Monday, November 10, 2008

More thoughts on death..

Life is so lonely when someone you love most dies. Every other person or animal seems more like a robot, an unfit supplement, because they will never fill that same place.

I'm only 26 but I feel like I'm 86, just waiting for death to claim me. Life suddenly seems so long. And I wonder how real old people keep living when their loved ones are all gone. Do they find solace in others? The loneliness they have must be unbearable.

Life doesn't seem as precious as it once was, not when I'm so curious, so eager to get to the other side, because of that 1% chance that you, and the others that I loved, who died, may be there.

Today I want to remember.. that little bite on your nose that Beethovan gave you. The scar never did disappear. How I'd brush you and you'd enjoy it for a few seconds, but then get restless and keep trying to sneak away while I held your white legs.

Then when you finally got away you'd prance around and relish the freedom and sometimes it would be hard to get you back.

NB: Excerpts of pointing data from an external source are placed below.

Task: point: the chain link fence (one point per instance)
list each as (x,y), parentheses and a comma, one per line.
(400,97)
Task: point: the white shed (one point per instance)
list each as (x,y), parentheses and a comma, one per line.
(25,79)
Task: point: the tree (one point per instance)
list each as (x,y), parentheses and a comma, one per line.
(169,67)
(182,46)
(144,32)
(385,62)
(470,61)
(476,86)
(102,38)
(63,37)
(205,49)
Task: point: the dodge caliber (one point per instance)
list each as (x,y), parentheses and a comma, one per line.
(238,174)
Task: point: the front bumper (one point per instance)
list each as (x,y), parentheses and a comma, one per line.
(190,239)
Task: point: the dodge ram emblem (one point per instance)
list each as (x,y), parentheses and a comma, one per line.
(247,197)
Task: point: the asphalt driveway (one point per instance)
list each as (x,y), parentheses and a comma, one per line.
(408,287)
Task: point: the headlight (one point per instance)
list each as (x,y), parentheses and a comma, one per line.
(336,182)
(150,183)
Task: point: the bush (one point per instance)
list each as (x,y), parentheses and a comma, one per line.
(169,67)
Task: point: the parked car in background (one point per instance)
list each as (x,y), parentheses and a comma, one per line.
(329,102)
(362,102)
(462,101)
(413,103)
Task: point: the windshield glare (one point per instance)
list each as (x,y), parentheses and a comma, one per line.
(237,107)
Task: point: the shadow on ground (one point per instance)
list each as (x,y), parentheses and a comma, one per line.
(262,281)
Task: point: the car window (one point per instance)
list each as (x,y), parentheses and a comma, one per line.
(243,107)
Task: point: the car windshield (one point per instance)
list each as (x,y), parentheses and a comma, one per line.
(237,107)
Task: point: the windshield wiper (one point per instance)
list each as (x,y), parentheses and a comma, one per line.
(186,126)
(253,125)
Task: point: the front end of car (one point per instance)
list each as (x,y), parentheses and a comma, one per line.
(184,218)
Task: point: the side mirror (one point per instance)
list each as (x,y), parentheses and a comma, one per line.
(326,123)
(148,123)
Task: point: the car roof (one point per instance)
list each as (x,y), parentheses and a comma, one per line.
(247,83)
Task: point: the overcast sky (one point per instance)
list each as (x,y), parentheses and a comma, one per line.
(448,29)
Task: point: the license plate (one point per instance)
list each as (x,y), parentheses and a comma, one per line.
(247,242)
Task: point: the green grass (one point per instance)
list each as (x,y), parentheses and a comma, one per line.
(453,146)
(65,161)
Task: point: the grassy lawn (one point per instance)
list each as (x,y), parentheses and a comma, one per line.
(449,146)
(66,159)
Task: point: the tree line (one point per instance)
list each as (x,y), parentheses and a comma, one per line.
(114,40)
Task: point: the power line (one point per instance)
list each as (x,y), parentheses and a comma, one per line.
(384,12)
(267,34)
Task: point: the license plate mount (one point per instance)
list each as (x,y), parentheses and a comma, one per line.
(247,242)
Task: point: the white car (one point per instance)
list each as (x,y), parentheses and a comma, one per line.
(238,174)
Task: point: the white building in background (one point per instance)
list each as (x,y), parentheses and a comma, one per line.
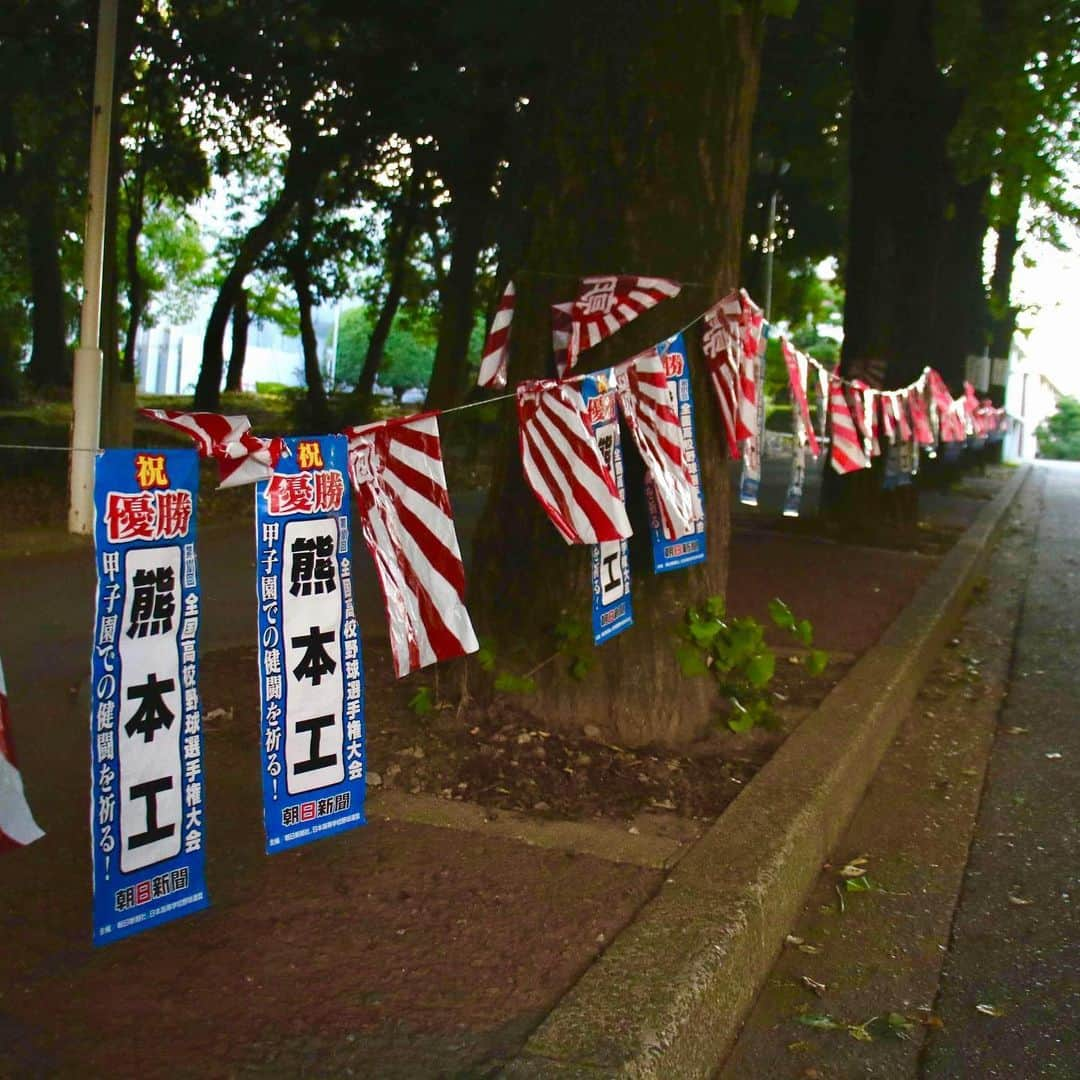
(167,359)
(1030,397)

Since it took an hour to brush you, I learned to give you a few breaks every so often.

You liked just lying on your side while being brushed, best. Because it required no effort. Silly lazy puppy. Then I'd have to flip you to the other side. Sometimes when I brushed your tummy your back leg would start shaking. I think its a nerve that all dogs have.

I won't forget how you shrieked so earnestly when Beethovan got to run outside and you didn't. You had a really piercing, incessant cry and you'd put your whole body into it. While Beethovan would just do this yawning cry.